Logo após o corte de energia e a derrubada de postes na servidão Vicentino Custódia, no bairro Ingleses, em Florianópolis, na manhã desta quarta-feira (17), o TJ-SC (Tribunal de Justiça de Santa Catarina) determinou a revogação da ação contra os moradores da comunidade do Norte da Ilha.

Segundo o desembargador Sérgio Roberto Baasch Luz, antes de promover qualquer bloqueio nos serviços, Casan e Celesc devem disponibilizar a opção para que os moradores arquem com os custos de água e luz.

Após ação no Norte da Ilha, justiça revoga decisão e pede que Casan e Celesc deixem moradores regularizarem luz e água – Anderson Coelho/ND

Na decisão, publicada às 12h18 desta quarta, a Justiça informou que a decisão é provisória e tem por objetivo resguardar o direito à moradia.

A ação que culminou nos cortes é movida pelo MP-SC (Ministério Público de Santa Catarina), e busca apurar irregularidades das construções que estão em APP (Área de Preservação Permanente).

Segundo o advogado que defende a comunidade, Rodrigo Zanbarda, os moradores compraram os terrenos sem saber das irregularidades.

Apesar de terem a posse de documentos que comprovam a compra dos imóveis, e muitos pagarem IPTU, água e luz, os proprietários foram enganados pelos “antigos donos”. Novas construções na servidão estão embargadas pela Justiça.

“Algumas pessoas acabam indo em uma área, constroem e vendem para pessoas mais humildes sem documentação adequada. Essas pessoas não sabem o que realmente está acontecendo”, disse.

Cerca de dois meses atrás, a Casan foi até o local e fez o desligamento da água. Dias depois, a Justiça determinou o religamento e a garantia do fornecimento de água.

Apesar da revogação de qualquer ação no local, permaneceu válida a possibilidade de interdição pela Vigilância Sanitária e Corpo de Bombeiros Militar do Estado de Santa Catarina, em caso de outras irregularidades.

Além da Casan e Celesc, a Floram (Fundação Municipal do Meio Ambiente de Florianópolis) também é réu ação. Os órgãos ainda não foram oficialmente notificados da decisão desta manhã.

Confira a íntegra da decisão aqui

“Tudo o que eu tenho está nessa casa”, diz moradora

Moradora da servidão, Janildes Jesus dos Santos, de 21 anos, acordou com a visita da Celesc, fiscais da prefeitura, Cavalaria e Tropa de Choque da Polícia Militar na manhã desta quarta-feira (17).

Por volta das 8h30, cerca de 30 homens davam apoio na operação que resultou no corte de energia e na retirada e destruição de vários postes da comunidade do Norte da Ilha.

Assustada, a jovem assistiu à demolição do poste em frente à casa em que mora com o filho e o marido, sem saber o que faria com a comida na geladeira e como daria banho no seu bebê de apenas 9 meses.

Inconformada com a ação, Janildes juntou os documentos da casa que tinha e se reuniu junto aos demais moradores.

“Eu não entendi o que está acontecendo.

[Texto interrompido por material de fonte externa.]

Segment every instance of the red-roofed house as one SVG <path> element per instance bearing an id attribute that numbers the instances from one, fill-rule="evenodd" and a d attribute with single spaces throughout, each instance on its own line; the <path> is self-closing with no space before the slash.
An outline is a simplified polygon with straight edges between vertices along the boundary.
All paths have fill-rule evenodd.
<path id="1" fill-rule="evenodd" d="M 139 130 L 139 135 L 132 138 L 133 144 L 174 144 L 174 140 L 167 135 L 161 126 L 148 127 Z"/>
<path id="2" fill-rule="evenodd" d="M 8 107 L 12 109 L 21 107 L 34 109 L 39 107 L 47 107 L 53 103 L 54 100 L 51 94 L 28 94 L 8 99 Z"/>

Tudo o que eu tenho está nessa casa. Comprei esse terreno, quitei, construí a casa com o meu marido e pago IPTU e luz. Agora não sei o que vou fazer”, disse.

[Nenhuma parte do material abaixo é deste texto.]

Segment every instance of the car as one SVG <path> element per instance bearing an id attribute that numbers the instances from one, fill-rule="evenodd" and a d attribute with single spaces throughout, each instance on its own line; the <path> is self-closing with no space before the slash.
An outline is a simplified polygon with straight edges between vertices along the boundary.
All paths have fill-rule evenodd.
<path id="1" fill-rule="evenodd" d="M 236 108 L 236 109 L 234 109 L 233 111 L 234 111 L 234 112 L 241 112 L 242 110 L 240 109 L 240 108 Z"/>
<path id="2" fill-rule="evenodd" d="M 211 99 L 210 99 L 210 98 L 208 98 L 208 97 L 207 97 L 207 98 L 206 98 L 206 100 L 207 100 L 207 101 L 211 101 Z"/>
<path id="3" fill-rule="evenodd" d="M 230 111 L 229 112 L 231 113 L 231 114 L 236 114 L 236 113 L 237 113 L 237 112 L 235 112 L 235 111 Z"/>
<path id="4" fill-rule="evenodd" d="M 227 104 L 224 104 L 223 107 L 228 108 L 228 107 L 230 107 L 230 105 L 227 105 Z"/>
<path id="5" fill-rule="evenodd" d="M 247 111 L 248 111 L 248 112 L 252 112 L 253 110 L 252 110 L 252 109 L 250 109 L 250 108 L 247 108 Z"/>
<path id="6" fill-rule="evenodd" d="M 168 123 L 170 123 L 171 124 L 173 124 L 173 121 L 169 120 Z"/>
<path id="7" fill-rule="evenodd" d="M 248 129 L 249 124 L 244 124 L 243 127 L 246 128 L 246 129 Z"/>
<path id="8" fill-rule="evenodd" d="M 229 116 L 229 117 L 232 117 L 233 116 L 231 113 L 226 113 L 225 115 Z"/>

Corte de luz na servidão Vicentino Custodio – Anderson Coelho/ND

Além da jovem, outros residentes também estavam preocupados. Jaqueline Gomes Kulmann, dona de um mercado na rua, também estava sem luz. Para ela, o prejuízo será imenso, já que há muitos alimentos nas gôndolas que não poderão ser mais comercializados.

“Eu estou desesperada, pois tudo vai apodrecer aqui dentro. Eu quero saber quem é que vai pagar por tudo isso”, disse.

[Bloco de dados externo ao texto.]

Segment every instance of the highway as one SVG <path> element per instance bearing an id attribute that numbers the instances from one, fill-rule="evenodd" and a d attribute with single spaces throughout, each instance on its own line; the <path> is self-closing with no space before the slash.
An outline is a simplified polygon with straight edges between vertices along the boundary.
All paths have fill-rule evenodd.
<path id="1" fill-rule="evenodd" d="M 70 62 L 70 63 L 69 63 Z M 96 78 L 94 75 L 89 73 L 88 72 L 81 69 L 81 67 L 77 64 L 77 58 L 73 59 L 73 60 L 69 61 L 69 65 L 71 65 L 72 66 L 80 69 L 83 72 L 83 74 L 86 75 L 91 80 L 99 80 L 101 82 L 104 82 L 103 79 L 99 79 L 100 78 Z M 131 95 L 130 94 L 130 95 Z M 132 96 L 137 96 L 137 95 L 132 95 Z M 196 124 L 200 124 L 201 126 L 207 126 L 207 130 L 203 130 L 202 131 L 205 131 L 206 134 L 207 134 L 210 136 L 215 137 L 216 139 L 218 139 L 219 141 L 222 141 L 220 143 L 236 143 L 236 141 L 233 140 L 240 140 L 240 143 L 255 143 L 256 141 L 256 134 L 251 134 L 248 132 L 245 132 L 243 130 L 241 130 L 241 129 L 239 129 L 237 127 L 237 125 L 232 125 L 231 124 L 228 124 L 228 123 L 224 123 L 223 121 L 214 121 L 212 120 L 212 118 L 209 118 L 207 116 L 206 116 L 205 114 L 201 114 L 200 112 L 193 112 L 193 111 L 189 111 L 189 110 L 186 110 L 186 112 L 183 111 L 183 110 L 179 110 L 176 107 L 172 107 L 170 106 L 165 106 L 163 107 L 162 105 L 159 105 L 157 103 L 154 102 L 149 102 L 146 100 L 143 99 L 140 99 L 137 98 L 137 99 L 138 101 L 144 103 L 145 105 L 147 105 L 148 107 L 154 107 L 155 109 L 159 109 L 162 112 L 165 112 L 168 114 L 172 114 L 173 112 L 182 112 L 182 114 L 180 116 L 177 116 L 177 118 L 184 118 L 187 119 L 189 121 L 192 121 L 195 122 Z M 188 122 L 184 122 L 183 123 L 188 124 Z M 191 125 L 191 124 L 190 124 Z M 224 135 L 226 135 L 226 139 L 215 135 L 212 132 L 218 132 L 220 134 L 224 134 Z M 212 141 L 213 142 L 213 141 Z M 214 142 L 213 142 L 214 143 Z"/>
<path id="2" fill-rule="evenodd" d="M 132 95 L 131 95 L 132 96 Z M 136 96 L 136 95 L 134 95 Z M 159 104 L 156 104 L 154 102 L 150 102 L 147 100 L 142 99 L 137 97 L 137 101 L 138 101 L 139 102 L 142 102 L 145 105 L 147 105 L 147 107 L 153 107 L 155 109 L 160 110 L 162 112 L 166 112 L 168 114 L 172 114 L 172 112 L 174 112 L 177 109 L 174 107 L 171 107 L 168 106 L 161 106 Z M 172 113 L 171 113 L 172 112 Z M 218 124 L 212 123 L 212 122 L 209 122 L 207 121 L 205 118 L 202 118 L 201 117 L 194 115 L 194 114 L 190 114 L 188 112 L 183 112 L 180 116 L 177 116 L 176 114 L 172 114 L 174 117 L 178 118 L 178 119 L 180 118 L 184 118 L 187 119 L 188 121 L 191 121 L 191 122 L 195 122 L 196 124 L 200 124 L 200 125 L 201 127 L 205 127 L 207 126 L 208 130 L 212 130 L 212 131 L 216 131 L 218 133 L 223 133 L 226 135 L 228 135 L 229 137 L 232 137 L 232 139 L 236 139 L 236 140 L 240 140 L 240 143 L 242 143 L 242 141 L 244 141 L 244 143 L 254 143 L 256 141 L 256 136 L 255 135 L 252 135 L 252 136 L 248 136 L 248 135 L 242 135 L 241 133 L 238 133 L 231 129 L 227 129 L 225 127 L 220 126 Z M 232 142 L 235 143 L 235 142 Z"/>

Por meio de nota nesta manhã, a Celesc informou que poderá haver penalização aos moradores que não pagam a luz.

“Irregularidades na medição do consumo e furtos de energia, conhecidos popularmente como ‘gatos’, são delitos que representam sério risco a toda a sociedade e podem causar choques elétricos, curto circuitos e até incêndios”, divulgou a estatal.

Segundo a Polícia Militar, não houve tumulto durante a operação.